Reputation: 541
I have two boolean columns A and B in a pandas dataframe, each with missing data (represented by NaN). What I want is to do an AND operation on the two columns, but I want the resulting boolean column to be NaN if either of the original columns is NaN. I have the following table:
A B
0 True True
1 True False
2 False True
3 True NaN
4 NaN NaN
5 NaN False
Now when I do df.A & df.B
I want:
0 True
1 False
2 False
3 NaN
4 NaN
5 False
dtype: bool
but instead I get:
0 True
1 False
2 False
3 True
4 True
5 False
dtype: bool
This behaviour is consistent with np.bool(np.nan) & np.bool(False)

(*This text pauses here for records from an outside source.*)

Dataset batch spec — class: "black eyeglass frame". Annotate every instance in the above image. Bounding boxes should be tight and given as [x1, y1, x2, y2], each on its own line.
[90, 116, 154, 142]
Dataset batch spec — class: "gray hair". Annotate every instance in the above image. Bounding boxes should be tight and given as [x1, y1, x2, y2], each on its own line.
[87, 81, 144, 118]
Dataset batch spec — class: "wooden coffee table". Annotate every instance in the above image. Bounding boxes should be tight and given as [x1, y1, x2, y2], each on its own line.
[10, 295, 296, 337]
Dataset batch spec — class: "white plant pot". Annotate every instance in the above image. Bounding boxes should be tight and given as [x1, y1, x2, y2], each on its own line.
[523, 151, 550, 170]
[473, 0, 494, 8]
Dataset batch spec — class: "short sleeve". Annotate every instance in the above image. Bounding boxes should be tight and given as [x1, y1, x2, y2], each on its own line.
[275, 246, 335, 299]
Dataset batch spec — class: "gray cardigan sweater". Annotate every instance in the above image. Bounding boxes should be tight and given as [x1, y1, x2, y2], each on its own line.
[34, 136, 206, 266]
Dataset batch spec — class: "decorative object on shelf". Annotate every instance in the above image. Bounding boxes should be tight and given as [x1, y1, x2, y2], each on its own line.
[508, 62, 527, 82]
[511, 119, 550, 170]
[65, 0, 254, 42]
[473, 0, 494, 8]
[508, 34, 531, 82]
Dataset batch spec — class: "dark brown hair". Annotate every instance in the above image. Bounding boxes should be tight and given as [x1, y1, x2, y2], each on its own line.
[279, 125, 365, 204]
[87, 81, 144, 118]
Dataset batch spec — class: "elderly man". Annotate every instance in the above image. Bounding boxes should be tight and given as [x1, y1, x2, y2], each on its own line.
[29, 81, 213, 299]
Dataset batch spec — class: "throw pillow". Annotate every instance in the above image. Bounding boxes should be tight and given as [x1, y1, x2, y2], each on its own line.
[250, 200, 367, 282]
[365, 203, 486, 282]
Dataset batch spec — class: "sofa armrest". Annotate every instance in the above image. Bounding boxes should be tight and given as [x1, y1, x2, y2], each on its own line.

and its permutations, but what I really want is a column that tells me for certain if each row is True for both, or for certain could not be True for both. If I know it is True for both, then the result should be True, if I know that it is False for at least one then it should be False, and otherwise I need NaN to show that the datum is missing.
Is there a way to achieve this?
Upvotes: 15
Views: 10495
Reputation: 403030
This operation is directly supported by pandas provided you are using the new Nullable Boolean Type boolean
(not to be confused with the traditional numpy bool
type).
# Setup
df = pd.DataFrame({'A':[True, True, False, True, np.nan, np.nan],
'B':[True, False, True, np.nan, np.nan, False]})
df.dtypes
A object
B object
dtype: object
# A little shortcut to convert the data type to `boolean`
df2 = df.convert_dtypes()
df2.dtypes
A boolean
B boolean
dtype: object
df2['A'] & df2['B']
0 True
1 False
2 False
3 <NA>
4 <NA>
5 False
dtype: boolean
In conclusion, please consider upgrading to pandas 1.0 :-)
Upvotes: 7
Reputation: 153510
Let's use np.logical_and
:
import numpy as np
import pandas as pd
df = pd.DataFrame({'A':[True, True, False, True, np.nan, np.nan],
'B':[True, False, True, np.nan, np.nan, False]})
s = np.logical_and(df['A'],df['B'])
print(s)
Output:
0 True
1 False
2 False
3 NaN
4 NaN
5 False
Name: A, dtype: object
Upvotes: 10